The proof goes along similar lines. ${P_t}$ is replaced by the Ornstein-Uhlenbeck semigroup

$\displaystyle \begin{array}{rcl} P_t f(x)=\int_{{\mathbb R}^N}f(e^{-t}x+(1-e^{-2t})^{1/2}y)\,d\mu(y). \end{array}$

It commutes with partial derivatives. Hypercontractivity holds with ${\rho=1}$.

3.2. Extensions

On ${{\mathbb R}^N ={\mathbb R}^{n_1}\times\cdots\times{\mathbb R}^{n_{\ell}}}$, use measure ${e^{-V_i}\,dx}$. Assume a lower bound on the Hessian ${V''\geq-K}$ (the correct formulation involves the Ricci curvature of the semigroup). Then commutation holds up to a factor ${e^{Kt}}$:

$\displaystyle \begin{array}{rcl} |\nabla P_t f|\leq e^{Kt}P_t(|\nabla f|). \end{array}$

And one gets a Talagrand inequality.

3.3. The round sphere

Let ${D_{ij}f=x_i \partial_j -x_j \partial_i}$. Write

$\displaystyle \begin{array}{rcl} \mathcal{E}(f,f)=\sum_{i,i}\int(D_{ij}f)^2 \,d\mu. \end{array}$

Commutation ${\Delta D_{ij}=D_{ij}\Delta}$ holds. ${\lambda=\rho=n-1}$. This gives a Talagrand inequality

$\displaystyle \begin{array}{rcl} Var_{\mu}(f)\leq C\sum_{i,\,j=1}^{N}\frac{\|D_{ij}f\|_2}{1+\log(\frac{\|D_{ij}f\|_2}{\|D_{ij}f\|_1})}. \end{array}$

4. ${L_1}$ Talagrand inequality

4.1. ${L_1}$ influences

Apply Talagrand’s inequality to characteristic functions of sets. The ${L_1}$-influence makes sense (Keller, Mossel, Sen 2010).

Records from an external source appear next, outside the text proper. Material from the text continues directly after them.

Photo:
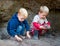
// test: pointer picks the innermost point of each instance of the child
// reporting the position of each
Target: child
(40, 23)
(17, 24)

In the Gaussian case, it has the following geometric meaning. Given ${A\in {\mathbb R}^N}$, let

$\displaystyle \begin{array}{rcl} A_i^x =\{y\in{\mathbb R}\,;\,(x_1 ,\ldots,x_{i-1},y,x_{i+1},\ldots,x_n)\in A\}. \end{array}$

Then define

$\displaystyle \begin{array}{rcl} \mu_i^+ (A_i^x)=\liminf_{r\rightarrow 0}\frac{1}{r}(\mu(A_i^x +[-r,r])-\mu(A_i^x)). \end{array}$

Then

$\displaystyle \begin{array}{rcl} Inf_i (A):=\|\partial_{i}(1_A )\|_1 =\int\mu_i^+ (A_i^x)\,d\mu(x). \end{array}$

Theorem 3 (Keller, Mossel, Sen 2010) There exists ${i\in[n]}$ such that

$\displaystyle \begin{array}{rcl} Inf_i (A)\geq c\,\mu(A)(1-\mu(A))\frac{\sqrt{\log N}}{N}. \end{array}$

This is optimal.

4.2. Proof of the ${L_1}$-influence bound

I show that a slight modification of above proof gives Keller, Mossel and Sen’s result.

Change ${t}$ into ${2t}$:

$\displaystyle \begin{array}{rcl} Var_{\mu}(f)=4\sum_{i=1}^{N}\int_{0}^{\infty}(\int(\partial_i P_{2t}f)^2 \,d\mu)\,dt. \end{array}$

Use spectral gap,

$\displaystyle \begin{array}{rcl} \|\partial_i P_{2t}f\|_2^2 &\leq& e^{-2t} \|P_t (\partial_i P_{t}f)\|_2^2 \\ &\leq& e^{-2t} \|\partial_i P_{t}f\|_p^2 , \end{array}$

by hypercontractivity.

Trick: If ${\|f\|_{\infty}\leq 1}$, ${P_t f}$ is Lipschitz,

$\displaystyle \begin{array}{rcl} \|\partial_i P_{t}f\|_{\infty}\leq\frac{1}{\sqrt{t}}. \end{array}$

This easily follows from the integral representation of the Ornstein-Uhlenbeck semigroup. Estimate

$\displaystyle \begin{array}{rcl} \|P_t (\partial_i P_{t}f)\|_p \leq \end{array}$

Get

$\displaystyle \begin{array}{rcl} \|\partial_i P_{2t}f\|_2^2 \leq e^{-2t}(\frac{1}{\sqrt{t}})^{\frac{2(p-1)}{p}}\|\partial_i P_{t}f\|_{1}^{2/p}. \end{array}$

Talgrand’s inequality for ${L^1}$ norms reads

$\displaystyle \begin{array}{rcl} Var_{\mu}(f)\leq C\,\sum_{i=1}^{N}\frac{\|\partial_{i}f\|_1 (1+\|\partial_{i}f\|)}{\sqrt{1 +\log^+ (\frac{1}{\|\partial_{i}f\|_1}}}. \end{array}$

From there, the application to influences is immediate.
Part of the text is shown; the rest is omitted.